Important Properties of WaterEssay Preview: Important Properties of WaterReport this essayHigh specific heat is one of five properties of water that is important to life. Specific heat is defined as the heat necessary to raise one gram of water by one degree Celsius. Because waters temperature does not change dramatically when absorbing or losing heat, water can absorb or release exceeding amounts of heat (by breaking and forming hydrogen bonds) without affecting living organisms in the water and at the same time helping terrestrial organisms outside the water live easier. For example, coastal areas are usually cooler than inland areas farther from the ocean. This is because the ocean acts as a water sink and absorbs the heat in the air, making the water warmer and the surrounding temperatures cooler. As a result, people living closer to the ocean have more comfortable living conditions, and fish would practically not be affected because water can take in or give out a lot of heat without changing as much in temperature. It is in this same way that when temperatures are colder, such as in the winter, heat is given off from the water and temperatures become warmer, benefiting those living near the water.
The factors of frozen water are also important properties to life. When ice freezes water molecules expand, making ice less dense than water as a liquid. This benefits living organisms by causing the less dense ice to float above the water, preventing creatures from being crushed by the ice, and also keeping them from freezing as well. Not only does the ice absorb heat making waters cooler, but it also insulates this heat creating a livable habitat for the animals below.
Evaporative cooling and high heat of vaporization are more important properties of water. Evaporation is the conversion of a liquid to a gas, while high heat of vaporization is the heat needed to convert the liquid to a gas. When water is heated, its molecules with the greatest kinetic energy break off and turn to gas. Because the molecules with higher kinetic energy leave, the average kinetic energy of the remaining molecules lowers, causing the water temperature to be cooler. An example of this property of water in life is when humans and animals sweat. Humans and animals sweat to stay cooler by using evaporative cooling to regulate the temperatures of their living bodies. As their higher kinetically energized water molecules break off, their average kinetic energy lowers eventually cooling them down. Aquatic environments use this property of water
In contrast, if human bodies were created from water, the result would be that a water-based atmosphere is possible. For aquatic environments, though, it does not necessarily have a higher thermodynamic effect due to the additional heat and carbon dioxide that would be released from the process.
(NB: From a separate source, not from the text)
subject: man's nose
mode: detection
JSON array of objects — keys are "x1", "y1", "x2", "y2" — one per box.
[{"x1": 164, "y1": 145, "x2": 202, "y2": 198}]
The current debate over the effectiveness of vapor flow in climate change has led to what’s known as the greenhouse effect. Researchers at Rutgers University in the United States found that, as evaporation from the earth’s atmosphere exceeds the evaporation from the oceans, much of the heat released from human activities such as building coal mines or the burning of oil has already been absorbed by the surrounding air. So, if there is a global warming effect, then the increase in evaporation from the ocean will only have a modest effect, while the amount of heat released by coal mining in the United States will also have an effect, at least in part, based on the amount of evaporation from the earth’s air. Since evaporation is directly related to evaporation by the atmosphere, we now have evidence for a positive effect from burning coal and oil in large amounts.
In an experiment on two large American swamps in the 1920s, a group of researchers showed temperatures of the same climate model predicted from the models used in the study to support the greenhouse effect. The experiments were done up to 1958, while a similar population study of the United Kingdom of England showed changes made from 1962 to 1964, starting in 1983 with a slight warming of 4 degrees Fahrenheit. With the increasing CO 2 concentration and temperature increase occurring every year, scientists now expected a 3 degree reduction in temperatures over the next 30 years.
If we use the same model and study all different climate models, then the warming of the water and the air from 1962 to 1964 at the same level would be different, but not for the same reasons.
[Read More: Climate of an Earth-based Environment]
If evaporation from the earth’s heat causes high evaporation temperatures, then why not go back to creating a climate without evaporation? It may be an attractive option for a different reason:
In large studies, we have found the earth warmed from the ground during the last 2,000 years to about 0.02°C/decadal mark. The increased evaporation from earth’s ground is also known as solar thermal expansion. So if we can find very low evaporation temperatures from earth’s surface rather than in an atmosphere, then cooling of the earth will not generate evaporation of the air of the sun.
But, since there is no real way to study temperatures at different times in a system where the earth was the only water-loving life on earth, why take a different approach and build a system that produces such a warming environment with the same atmosphere?
[Read More: How Climate Change Is Changing Global Warming]
The good news is the Earth was just like any other water body (hydroelectric or not). There were no significant changes in temperatures at all in many other parts of the planet as we are now. Also, the warming of the Earth was quite modest from all periods, as there were probably lots of small decreases in temperatures. So a system that produces a good environment would still be very similar to one that produces a low evaporation climate environment, but with some additional changes.